Most people are drawn to the tiny Pacific island of Guam for the warm weather, pristine coral reefs and lush tropical flora. Japanese honeymooners flock there. This U.S. territory is closer to Japan, the Philippines and Australia than to its closest American neighbor, Hawaii. Because of its location in the western Pacific and west of the international dateline, it’s the first place on American soil to see the sun rise each morning.

But for the son of a Batesville couple, this tropical paradise is the backdrop to what is shaping up to be one of the most strategic and important staging areas for the U.S Air Force in the Pacific region. Air National Guard Senior Airman Kurt D. Waechter, son of John and Linda Waechter of North County Road 650 East, Batesville, is helping transform this sleepy outpost into one of national importance for U.S. military strategy in the 21st century.

Waechter is a computer security manager for the 36th Communication Squadron. “My job is to assist with managing the computer security program. I help make sure that the computers and other information systems are secure and properly maintained,” said Waechter, who graduated in 2004 from North Decatur High School, Greensburg.

Andersen Air Force Base is no stranger to strategic importance, though. The base was created as a staging area and airstrip in 1944 to allow B-29 bombers to attack mainland Japan during the latter part of the World War II. The base has grown tremendously in importance since then, mushrooming to over 15,000 airmen with constant B-52 missions over North Vietnam during the early ‘70’s. Since Desert Shield/Desert Storm in the early ‘90’s, Andersen has become a deployment mecca for B-52, B-1 and B-2 bomber units focusing on a new mission - the global war on terror.

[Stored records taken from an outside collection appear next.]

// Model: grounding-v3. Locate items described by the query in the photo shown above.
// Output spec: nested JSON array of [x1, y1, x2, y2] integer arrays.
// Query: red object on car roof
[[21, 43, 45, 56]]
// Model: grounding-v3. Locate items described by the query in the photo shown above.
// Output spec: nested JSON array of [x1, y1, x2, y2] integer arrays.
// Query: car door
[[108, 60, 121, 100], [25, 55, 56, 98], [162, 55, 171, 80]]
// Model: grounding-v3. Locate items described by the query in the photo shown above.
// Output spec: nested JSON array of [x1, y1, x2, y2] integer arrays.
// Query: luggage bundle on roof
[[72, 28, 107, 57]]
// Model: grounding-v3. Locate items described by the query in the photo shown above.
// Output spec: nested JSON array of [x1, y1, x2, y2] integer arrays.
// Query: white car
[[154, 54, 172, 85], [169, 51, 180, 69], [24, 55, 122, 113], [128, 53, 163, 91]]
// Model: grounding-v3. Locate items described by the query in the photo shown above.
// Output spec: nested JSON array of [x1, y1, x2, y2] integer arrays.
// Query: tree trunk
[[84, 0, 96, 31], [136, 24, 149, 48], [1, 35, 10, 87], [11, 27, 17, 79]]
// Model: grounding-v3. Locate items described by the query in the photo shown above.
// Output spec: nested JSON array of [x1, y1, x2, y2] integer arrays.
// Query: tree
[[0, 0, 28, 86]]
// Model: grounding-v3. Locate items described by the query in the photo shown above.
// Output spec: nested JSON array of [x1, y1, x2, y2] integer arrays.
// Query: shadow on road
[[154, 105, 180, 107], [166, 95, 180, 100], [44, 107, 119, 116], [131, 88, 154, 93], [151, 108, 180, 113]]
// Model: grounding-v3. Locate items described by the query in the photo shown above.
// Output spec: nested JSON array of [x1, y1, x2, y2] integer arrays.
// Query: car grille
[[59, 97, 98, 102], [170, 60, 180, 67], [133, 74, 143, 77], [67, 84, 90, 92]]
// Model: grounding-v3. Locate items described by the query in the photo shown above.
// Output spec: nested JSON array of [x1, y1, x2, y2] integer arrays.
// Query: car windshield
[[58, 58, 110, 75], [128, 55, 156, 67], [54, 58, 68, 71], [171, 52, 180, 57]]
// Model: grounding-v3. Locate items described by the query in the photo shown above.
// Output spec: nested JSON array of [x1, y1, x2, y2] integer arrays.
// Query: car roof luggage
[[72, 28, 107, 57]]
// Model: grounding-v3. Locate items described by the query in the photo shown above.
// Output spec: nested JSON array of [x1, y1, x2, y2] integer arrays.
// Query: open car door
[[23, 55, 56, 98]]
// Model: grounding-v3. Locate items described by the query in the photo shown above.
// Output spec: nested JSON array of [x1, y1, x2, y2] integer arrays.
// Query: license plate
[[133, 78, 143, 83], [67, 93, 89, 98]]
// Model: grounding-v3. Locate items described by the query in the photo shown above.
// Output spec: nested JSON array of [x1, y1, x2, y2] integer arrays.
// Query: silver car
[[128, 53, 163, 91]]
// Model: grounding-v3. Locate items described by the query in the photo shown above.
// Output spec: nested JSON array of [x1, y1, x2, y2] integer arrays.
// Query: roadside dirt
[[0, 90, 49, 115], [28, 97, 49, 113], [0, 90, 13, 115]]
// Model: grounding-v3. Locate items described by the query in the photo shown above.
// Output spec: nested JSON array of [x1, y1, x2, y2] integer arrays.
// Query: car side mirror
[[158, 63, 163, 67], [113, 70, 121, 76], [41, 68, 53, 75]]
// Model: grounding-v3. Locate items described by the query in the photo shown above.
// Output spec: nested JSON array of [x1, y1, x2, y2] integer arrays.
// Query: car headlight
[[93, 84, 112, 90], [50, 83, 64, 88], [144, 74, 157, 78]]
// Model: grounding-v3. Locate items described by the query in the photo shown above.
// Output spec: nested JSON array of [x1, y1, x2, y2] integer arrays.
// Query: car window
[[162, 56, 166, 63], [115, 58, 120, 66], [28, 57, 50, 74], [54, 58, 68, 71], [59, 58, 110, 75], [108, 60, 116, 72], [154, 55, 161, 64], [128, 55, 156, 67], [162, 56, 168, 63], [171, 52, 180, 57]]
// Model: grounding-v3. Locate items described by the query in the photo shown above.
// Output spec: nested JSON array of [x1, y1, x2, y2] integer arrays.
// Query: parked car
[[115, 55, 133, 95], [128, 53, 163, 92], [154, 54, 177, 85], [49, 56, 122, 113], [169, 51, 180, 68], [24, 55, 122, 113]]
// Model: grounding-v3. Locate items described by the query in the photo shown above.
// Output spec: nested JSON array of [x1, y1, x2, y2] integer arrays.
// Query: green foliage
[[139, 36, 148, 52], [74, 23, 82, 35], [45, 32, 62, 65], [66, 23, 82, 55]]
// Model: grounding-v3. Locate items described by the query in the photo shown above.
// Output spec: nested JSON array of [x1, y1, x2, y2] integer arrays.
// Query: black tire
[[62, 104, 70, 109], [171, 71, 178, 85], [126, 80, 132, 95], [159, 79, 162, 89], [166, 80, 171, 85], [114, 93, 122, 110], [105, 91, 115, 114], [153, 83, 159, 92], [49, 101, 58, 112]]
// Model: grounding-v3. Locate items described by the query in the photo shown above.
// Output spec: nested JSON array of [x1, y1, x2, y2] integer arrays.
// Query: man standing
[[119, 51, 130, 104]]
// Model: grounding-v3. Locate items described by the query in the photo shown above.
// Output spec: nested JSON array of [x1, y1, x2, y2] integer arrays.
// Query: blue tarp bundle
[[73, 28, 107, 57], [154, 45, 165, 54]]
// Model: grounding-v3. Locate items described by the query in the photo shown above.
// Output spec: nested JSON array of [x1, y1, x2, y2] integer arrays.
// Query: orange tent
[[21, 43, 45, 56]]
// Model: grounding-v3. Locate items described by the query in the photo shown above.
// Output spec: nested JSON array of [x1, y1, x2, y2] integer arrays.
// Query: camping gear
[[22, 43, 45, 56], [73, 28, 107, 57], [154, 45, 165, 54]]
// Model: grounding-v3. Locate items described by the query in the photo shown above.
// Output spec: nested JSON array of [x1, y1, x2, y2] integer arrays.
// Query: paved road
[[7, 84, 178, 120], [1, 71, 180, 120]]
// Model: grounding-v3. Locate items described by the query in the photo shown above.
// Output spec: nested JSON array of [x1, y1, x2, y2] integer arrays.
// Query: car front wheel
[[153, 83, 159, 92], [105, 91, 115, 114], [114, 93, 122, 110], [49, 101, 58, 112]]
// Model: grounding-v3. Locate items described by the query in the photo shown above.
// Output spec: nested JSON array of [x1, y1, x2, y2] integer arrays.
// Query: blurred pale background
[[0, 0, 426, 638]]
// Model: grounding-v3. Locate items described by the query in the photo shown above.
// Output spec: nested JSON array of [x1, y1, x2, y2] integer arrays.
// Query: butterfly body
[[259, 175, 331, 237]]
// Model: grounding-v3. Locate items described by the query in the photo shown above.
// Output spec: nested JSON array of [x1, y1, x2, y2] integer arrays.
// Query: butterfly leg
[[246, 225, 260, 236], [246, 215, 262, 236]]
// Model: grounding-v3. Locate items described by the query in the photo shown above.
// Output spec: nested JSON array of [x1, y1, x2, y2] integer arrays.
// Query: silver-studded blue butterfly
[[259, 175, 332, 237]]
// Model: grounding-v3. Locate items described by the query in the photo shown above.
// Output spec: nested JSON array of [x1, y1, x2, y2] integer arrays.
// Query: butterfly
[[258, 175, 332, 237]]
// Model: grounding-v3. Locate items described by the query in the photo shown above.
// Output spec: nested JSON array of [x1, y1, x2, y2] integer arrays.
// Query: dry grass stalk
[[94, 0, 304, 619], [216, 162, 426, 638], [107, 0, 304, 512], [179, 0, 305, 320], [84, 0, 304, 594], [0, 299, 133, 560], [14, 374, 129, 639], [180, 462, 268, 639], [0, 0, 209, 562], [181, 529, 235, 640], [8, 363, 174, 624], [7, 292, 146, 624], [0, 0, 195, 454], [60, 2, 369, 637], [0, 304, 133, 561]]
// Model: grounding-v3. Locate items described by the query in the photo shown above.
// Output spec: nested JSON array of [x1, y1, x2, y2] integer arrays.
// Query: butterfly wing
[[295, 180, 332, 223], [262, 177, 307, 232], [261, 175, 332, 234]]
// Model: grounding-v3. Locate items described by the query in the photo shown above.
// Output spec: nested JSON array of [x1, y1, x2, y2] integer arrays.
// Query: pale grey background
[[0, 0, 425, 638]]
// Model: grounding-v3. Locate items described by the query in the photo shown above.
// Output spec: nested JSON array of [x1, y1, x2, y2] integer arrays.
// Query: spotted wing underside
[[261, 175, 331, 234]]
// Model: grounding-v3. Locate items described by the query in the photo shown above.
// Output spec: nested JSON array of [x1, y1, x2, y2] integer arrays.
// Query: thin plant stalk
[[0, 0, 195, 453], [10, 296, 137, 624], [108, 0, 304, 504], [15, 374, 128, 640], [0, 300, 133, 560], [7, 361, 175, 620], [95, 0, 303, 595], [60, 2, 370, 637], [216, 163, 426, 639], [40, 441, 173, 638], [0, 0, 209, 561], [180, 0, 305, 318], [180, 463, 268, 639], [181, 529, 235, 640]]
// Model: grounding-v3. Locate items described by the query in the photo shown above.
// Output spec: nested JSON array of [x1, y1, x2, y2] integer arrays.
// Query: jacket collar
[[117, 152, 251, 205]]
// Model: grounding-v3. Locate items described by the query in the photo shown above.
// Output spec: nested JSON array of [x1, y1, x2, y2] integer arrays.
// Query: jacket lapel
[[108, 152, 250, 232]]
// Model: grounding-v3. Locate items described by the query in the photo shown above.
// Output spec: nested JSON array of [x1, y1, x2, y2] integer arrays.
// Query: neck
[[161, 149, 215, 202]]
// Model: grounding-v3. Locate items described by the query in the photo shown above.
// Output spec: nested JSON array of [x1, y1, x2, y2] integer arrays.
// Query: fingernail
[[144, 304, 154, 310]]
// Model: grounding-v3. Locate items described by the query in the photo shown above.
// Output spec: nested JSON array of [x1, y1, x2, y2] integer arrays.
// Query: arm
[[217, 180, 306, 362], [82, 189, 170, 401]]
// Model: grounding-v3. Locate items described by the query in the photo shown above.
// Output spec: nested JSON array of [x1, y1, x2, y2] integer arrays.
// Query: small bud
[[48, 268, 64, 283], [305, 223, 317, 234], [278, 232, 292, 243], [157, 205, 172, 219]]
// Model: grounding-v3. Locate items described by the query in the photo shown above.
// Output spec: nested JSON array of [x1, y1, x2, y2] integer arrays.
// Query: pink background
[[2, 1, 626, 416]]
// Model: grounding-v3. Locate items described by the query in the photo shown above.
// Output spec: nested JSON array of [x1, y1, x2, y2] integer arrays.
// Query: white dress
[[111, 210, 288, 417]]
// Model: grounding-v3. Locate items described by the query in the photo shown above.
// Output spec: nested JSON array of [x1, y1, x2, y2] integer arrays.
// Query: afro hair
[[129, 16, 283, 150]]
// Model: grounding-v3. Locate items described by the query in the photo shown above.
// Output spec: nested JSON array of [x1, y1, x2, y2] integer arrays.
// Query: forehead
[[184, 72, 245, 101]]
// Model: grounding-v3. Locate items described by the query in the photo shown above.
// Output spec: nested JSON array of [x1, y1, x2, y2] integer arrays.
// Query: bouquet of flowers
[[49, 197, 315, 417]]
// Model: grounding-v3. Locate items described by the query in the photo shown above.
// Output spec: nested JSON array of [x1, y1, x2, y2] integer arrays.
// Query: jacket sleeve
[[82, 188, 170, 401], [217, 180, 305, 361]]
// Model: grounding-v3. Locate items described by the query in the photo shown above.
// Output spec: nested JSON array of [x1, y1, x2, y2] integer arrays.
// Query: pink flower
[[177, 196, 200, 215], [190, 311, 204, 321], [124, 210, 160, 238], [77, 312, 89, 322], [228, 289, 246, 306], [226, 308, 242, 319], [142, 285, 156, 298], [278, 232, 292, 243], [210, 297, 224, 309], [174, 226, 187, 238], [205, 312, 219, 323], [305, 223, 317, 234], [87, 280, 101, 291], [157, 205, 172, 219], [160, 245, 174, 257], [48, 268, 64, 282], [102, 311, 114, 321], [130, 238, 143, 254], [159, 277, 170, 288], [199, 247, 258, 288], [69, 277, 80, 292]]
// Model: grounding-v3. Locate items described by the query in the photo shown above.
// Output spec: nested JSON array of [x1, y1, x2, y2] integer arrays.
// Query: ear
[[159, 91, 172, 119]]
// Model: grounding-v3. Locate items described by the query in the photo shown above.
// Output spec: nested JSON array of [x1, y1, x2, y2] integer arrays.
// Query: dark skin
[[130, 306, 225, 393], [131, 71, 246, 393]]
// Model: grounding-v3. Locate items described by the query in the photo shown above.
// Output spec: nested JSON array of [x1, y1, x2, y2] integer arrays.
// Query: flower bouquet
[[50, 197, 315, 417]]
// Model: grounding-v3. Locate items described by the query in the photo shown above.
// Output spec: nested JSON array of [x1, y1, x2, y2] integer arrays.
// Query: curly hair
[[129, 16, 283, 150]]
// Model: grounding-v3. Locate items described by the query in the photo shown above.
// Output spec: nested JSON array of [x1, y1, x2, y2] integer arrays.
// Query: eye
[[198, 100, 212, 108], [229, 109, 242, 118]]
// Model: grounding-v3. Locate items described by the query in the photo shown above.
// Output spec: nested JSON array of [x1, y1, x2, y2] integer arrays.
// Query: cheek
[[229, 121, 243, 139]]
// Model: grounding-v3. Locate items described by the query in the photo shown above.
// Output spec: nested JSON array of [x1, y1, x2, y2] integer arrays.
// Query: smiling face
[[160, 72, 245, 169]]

“As a deployed member, it has been interesting to see so many other deployed members. I have been learning a lot about my job in the active duty environment. With the increased number of personnel deploying here, my job becomes more difficult because, as soon as we get them trained on security issues, they are gone,” Waechter noted.

Off duty, Waechter and fellow airmen are privy to a literal paradise. On a tropical island 30 miles long and nine miles wide, airmen can find white sandy beaches ringed by pristine coral reefs, crystal-clear water teeming with exotic marine life, a balmy tropical climate and gentle trade winds. Add a slew of restaurants, resorts and shopping areas and it’s easy to see why Guam has become the Air Force’s best kept secret.

“Guam is like a very sprawling small town It is very tropical here which lends to why the locals have big, fun filled barbecues on the weekends called fiestas. Also, due to this type of climate, you will be hard pressed not to see a gecko climbing on the outside of buildings,” Waechter commented. “During my off duty time, I like to play my guitar and get out and see everything that the island has to offer.”
(This story was submitted to our newspaper by the Army and Air Force Hometown News Service, San Antonio, TX.)

ABOVE: Airmen from the 2nd Maintenance Squadron are shown doing a phase inspection on a B-52 Stratofortress aircraft here. Andersen Air Force Base in Guam has become a deployment mecca for B-52, B-1 and B-2 bomber units focusing on the war on terror. BELOW: Air National Guard Senior Airman Kurt D. Waechter of Batesville, is a computer security manager stationed on the island of Guam.